It’s a sultry afternoon, and the traffic is heavy. My 3-year-old, strapped into a car seat behind me, begins to squirm and cry. I tense, fearing a meltdown before we reach home. So I begin reciting the words of a favorite book at the same pitch as my daughter’s wail:

Down by the river in the heat of the day,
A crocodile sleeps and awaits his prey,
ZZZZZZZZZZ, ZZZZZZZZZZ, ZZZZZZZZZZ!

Nicole is silent now, calm, listening with rapt attention.

Ducks are quacking and splashing around,
Quack Quack Quack Quackity Splash!

I pause as I turn the corner, and she shouts, “Read! Read!”

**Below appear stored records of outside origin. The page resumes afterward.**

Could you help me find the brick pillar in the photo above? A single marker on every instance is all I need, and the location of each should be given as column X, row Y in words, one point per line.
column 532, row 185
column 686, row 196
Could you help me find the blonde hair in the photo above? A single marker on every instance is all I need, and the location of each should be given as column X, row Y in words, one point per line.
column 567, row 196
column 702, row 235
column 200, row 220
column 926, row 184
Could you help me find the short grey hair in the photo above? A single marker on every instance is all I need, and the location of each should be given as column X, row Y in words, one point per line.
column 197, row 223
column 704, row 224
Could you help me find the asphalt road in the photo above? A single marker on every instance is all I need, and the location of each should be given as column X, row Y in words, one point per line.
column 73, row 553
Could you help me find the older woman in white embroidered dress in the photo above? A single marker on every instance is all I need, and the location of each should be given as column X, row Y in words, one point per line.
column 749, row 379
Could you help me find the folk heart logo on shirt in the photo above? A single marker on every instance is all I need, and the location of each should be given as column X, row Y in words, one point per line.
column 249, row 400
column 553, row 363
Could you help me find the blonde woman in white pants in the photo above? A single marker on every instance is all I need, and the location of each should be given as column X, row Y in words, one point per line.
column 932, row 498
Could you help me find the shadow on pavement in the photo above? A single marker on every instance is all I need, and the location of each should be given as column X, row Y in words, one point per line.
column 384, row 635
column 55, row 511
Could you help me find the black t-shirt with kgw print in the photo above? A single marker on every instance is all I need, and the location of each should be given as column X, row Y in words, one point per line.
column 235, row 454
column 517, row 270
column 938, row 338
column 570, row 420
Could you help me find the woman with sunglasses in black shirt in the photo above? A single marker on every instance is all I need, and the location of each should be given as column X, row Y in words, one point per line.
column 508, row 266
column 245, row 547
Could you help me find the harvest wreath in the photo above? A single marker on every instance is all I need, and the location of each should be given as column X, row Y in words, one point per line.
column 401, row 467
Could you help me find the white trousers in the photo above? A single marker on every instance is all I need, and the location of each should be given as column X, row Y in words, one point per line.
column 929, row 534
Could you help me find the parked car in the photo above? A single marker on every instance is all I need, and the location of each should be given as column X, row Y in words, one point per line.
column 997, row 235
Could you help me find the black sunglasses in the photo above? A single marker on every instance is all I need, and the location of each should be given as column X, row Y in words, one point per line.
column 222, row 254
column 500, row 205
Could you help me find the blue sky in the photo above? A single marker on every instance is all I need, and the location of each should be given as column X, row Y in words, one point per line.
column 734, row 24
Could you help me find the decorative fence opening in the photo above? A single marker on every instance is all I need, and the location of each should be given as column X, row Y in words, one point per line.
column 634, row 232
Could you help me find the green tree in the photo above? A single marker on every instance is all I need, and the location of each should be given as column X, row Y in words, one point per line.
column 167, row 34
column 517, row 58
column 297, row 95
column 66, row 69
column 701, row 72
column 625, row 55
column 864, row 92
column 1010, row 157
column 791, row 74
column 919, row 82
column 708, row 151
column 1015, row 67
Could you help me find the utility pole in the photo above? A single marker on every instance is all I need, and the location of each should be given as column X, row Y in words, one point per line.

Elephants’ feet are thumping the ground,
Boom, Boom, BOOM-BOOM-BOOM!

[From Crocodile Beat, by Gail Jorgensen and Patricia Mullins.]

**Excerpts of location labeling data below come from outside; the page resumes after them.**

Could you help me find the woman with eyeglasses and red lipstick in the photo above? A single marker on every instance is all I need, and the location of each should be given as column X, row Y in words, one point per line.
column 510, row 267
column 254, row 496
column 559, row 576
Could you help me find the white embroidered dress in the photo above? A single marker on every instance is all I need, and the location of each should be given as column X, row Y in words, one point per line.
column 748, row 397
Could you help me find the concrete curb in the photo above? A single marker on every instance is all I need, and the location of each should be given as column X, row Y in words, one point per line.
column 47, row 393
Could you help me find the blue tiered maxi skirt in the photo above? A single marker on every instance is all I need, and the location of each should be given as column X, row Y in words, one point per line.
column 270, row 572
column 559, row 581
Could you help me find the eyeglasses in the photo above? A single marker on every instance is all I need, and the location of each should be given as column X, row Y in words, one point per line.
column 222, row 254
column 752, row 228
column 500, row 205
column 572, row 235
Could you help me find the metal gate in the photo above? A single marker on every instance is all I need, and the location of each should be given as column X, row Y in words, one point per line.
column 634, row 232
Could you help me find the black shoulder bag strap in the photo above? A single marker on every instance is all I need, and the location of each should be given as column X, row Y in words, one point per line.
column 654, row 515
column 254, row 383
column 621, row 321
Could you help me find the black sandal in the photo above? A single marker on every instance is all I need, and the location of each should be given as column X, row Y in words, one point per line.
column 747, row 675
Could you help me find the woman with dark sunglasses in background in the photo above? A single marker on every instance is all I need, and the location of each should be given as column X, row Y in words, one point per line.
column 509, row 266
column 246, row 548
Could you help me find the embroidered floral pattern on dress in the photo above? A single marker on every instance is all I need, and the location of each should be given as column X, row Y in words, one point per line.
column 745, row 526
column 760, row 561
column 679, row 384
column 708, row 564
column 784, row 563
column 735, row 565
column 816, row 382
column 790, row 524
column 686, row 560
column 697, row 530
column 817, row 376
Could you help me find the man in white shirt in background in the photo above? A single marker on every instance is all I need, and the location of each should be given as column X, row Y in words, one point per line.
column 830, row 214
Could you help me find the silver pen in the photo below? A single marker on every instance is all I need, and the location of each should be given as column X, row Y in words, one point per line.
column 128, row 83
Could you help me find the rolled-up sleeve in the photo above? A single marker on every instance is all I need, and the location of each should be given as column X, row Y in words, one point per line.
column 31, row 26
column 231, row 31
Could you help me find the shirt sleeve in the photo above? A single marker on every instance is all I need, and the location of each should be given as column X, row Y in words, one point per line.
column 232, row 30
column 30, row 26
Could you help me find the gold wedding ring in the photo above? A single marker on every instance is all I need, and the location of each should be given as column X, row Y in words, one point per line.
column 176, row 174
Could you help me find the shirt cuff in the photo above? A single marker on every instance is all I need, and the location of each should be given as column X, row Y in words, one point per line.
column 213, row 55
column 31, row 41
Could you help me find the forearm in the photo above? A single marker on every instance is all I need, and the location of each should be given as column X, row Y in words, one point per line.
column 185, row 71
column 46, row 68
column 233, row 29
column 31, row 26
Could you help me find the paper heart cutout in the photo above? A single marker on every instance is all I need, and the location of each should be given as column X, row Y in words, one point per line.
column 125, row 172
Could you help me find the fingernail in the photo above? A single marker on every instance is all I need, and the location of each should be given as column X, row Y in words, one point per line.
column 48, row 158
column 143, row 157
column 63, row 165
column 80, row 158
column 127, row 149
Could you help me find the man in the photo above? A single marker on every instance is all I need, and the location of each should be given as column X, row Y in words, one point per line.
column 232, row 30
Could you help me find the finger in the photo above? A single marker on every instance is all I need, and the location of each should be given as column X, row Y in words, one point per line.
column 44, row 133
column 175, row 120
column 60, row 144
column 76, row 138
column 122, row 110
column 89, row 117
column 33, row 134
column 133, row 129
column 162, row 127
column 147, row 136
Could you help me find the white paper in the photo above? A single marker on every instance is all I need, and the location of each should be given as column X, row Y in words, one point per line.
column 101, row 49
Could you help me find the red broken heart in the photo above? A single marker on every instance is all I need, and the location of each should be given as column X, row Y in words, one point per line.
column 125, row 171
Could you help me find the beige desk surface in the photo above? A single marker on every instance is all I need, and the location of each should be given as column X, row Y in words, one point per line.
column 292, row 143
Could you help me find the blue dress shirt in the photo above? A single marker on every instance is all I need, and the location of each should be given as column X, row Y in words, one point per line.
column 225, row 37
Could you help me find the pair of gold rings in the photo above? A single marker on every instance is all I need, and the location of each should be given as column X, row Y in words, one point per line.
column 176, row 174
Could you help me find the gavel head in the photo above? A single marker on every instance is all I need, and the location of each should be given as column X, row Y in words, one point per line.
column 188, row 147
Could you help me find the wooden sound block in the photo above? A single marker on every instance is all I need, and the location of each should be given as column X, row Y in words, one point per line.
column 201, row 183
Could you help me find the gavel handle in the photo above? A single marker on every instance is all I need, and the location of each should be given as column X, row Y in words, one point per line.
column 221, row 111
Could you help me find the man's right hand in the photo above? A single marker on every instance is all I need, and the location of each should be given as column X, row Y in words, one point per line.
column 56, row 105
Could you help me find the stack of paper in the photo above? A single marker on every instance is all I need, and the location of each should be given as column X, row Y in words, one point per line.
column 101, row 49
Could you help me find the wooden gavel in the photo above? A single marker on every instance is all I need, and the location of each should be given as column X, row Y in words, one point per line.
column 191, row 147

The idea came in a moment of desperation, but it showed me how rich her world of books and stories already was—long before she could read herself. At age 3, she was eager for all that storybooks, rhymes, and fairy tales held for her.

Jingles, jokes, and tales open up unknown worlds in a way that won’t overwhelm a child. It lets them see the flow of thinking move across a page in an enticing rhythm.

Books like Crocodile Beat are built on sequences of sounds, making words hard to resist. Kids savor the repetition and enjoy “reading” along and filling in missing words. If I stop at the end of a phrase, Nicole completes it: “Down by the river in the heat of the day, the crocodile sleeps and awaits his ____.”

This enthusiasm makes children ready to read when school rolls around. So have fun with books, poetry, and language gameseven in moments of stress!